Un hombre mortal explicar toda la ley de la naturaleza

Admiraron tal sabiduría en una forma terrenal,

Y mostraron a nuestro NEWTON como nosotros mostramos a un mono.


Estas bellas líneas son una paráfrasis de un dicho de Platón, de quien nuestro poeta toma prestado sin reconocer la deuda. Las palabras son estas: ανθρωπον ὁ σοφωτατος προς θεον πιθηκος φανειται- "El más sabio de los mortales no parecerá más que un mono en la estimación de Dios". Vid. Hipp. Maj. vol. xi. p. 21. Edit. Bipont.
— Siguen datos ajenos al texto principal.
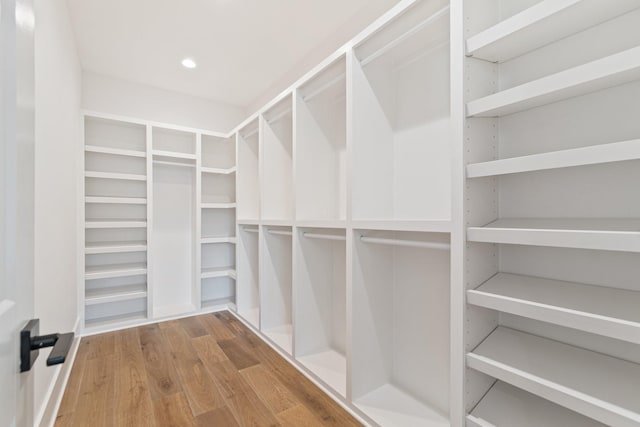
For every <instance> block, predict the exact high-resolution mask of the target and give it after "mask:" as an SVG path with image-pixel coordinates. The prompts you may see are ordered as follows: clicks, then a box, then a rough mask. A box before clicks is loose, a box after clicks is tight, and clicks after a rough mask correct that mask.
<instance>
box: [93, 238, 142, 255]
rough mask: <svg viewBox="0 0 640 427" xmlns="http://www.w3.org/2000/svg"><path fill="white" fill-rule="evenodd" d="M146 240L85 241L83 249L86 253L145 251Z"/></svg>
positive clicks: (97, 253) (101, 253)
mask: <svg viewBox="0 0 640 427" xmlns="http://www.w3.org/2000/svg"><path fill="white" fill-rule="evenodd" d="M146 250H147V242H144V241H143V242H100V243H87V244H86V247H85V249H84V253H85V254H86V255H95V254H115V253H124V252H145V251H146Z"/></svg>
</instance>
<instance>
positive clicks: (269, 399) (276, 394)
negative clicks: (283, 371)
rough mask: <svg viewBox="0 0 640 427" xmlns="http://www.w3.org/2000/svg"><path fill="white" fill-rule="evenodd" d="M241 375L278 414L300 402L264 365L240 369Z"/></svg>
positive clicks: (254, 390) (251, 387)
mask: <svg viewBox="0 0 640 427" xmlns="http://www.w3.org/2000/svg"><path fill="white" fill-rule="evenodd" d="M240 375H242V377H243V378H244V379H245V380H246V381H247V383H248V384H249V386H250V387H251V388H252V389H253V390H254V391H255V392H256V394H257V395H258V396H259V397H260V399H261V400H262V401H263V402H264V403H265V405H267V407H268V408H269V409H270V410H271V412H273V413H275V414H277V413H279V412H283V411H286V410H287V409H290V408H293V407H294V406H296V405H298V404H299V403H300V402H298V400H297V399H296V398H295V397H294V396H293V395H292V394H291V393H290V392H289V390H288V389H287V388H286V387H285V386H284V385H282V383H280V381H278V379H277V378H276V377H275V376H274V375H273V374H271V373H270V372H269V370H268V369H266V368H265V367H264V366H262V365H255V366H252V367H250V368H246V369H243V370H242V371H240Z"/></svg>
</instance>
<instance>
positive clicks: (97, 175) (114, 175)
mask: <svg viewBox="0 0 640 427" xmlns="http://www.w3.org/2000/svg"><path fill="white" fill-rule="evenodd" d="M84 176H85V178H100V179H119V180H123V181H146V180H147V176H146V175H137V174H131V173H114V172H96V171H86V172H85V173H84Z"/></svg>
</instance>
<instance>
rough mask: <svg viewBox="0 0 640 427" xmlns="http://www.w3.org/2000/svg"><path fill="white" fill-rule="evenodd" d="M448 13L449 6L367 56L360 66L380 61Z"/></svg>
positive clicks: (413, 26) (417, 24)
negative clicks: (375, 61) (423, 29)
mask: <svg viewBox="0 0 640 427" xmlns="http://www.w3.org/2000/svg"><path fill="white" fill-rule="evenodd" d="M447 13H449V6H445V7H443V8H442V9H440V10H439V11H437V12H436V13H434V14H433V15H431V16H429V17H428V18H427V19H425V20H424V21H422V22H420V23H418V24H417V25H415V26H413V27H411V28H410V29H408V30H407V31H405V32H404V33H402V34H400V35H399V36H398V37H396V38H395V39H393V40H391V41H390V42H389V43H387V44H385V45H384V46H382V47H381V48H380V49H378V50H376V51H375V52H373V53H372V54H371V55H369V56H367V57H366V58H364V59H363V60H362V61H360V65H361V66H363V67H364V66H365V65H367V64H368V63H370V62H371V61H373V60H375V59H378V58H379V57H381V56H382V55H384V54H385V53H387V52H388V51H389V50H391V49H393V48H394V47H396V46H398V45H399V44H400V43H402V42H403V41H405V40H406V39H408V38H409V37H411V36H412V35H414V34H415V33H417V32H419V31H420V30H422V29H423V28H426V27H428V26H429V25H431V24H432V23H434V22H435V21H437V20H438V19H440V18H441V17H443V16H444V15H446V14H447Z"/></svg>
Profetizamos en parte... Incluso los profetas más sublimes no han podido decir más que poco del estado celestial; y los mejores predicadores han dejado al Espíritu de Dios mucho que suplir. Y si no tuviéramos más conocimiento religioso que el que podemos obtener de los hombres y los libros, y si no tuviéramos más instrucción en el conocimiento de Dios y de nosotros mismos que la que obtenemos de la predicación, nuestra experiencia religiosa sería realmente baja. Sin embargo, es nuestro deber adquirir todo el conocimiento que podamos; y como la predicación es el medio ordinario por el que Dios se complace en instruir y convertir el alma, debemos utilizarla diligente y agradecidamente. Porque no tenemos razón ni la Escritura para suponer que Dios nos dará inmediatamente lo que ha prometido transmitir sólo por el uso de medios. Incluso esto, su bendición lo hace efectivo; y, después de todo, su Espíritu suple mucho de lo que el hombre no puede enseñar. Todo predicador debe procurar inculcar esto en el corazón de sus oyentes. Cuando hayáis aprendido todo lo que podáis de vuestros ministros, recordad que tenéis mucho que aprender de Dios; y para ello debéis esperar diligentemente en él mediante la lectura de su palabra y la oración incesante.